Hans Diergaardt

Johannes Gerard Adolph Diergaardt, more commonly known as Hans Diergaardt (16 September 1927 – 13 February 1998) was a Namibian politician active for nearly a decade after Namibia gained independence. Prior to that, he was elected as the fifth Kaptein of the then-autonomous Baster community at Rehoboth, succeeding Dr. Ben Africa in 1979 after winning a court challenge to the disputed election of 1976.

Both before and after independence, Diergaardt founded several local political parties, among them the Federal Convention of Namibia. He represented this party as a member of the Constituent Assembly of Namibia, convened to draft the constitution for the new nation of Namibia.

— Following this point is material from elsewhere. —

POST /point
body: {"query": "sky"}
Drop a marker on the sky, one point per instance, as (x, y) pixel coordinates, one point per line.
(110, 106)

Diergaardt is known for his criticism of black-majority rule in the early years of independent Namibia. Believing that minority group rights were not sufficiently protected, he led a legal suit to establish autonomy for Rehoboth Gebied, the historic district of Baster settlement, which had a kind of autonomy under German colonial and South African rule. The nation's Supreme Court ruled that Rehoboth had no special status in the newly independent Namibia. Before his death, Diergaardt filed an official complaint in 1998 with the United Nations Human Rights Committee, which ruled in 2000. It declined to rule on one issue, but concluded that Namibia was exercising linguistic discrimination against the Afrikaans-speaking Basters.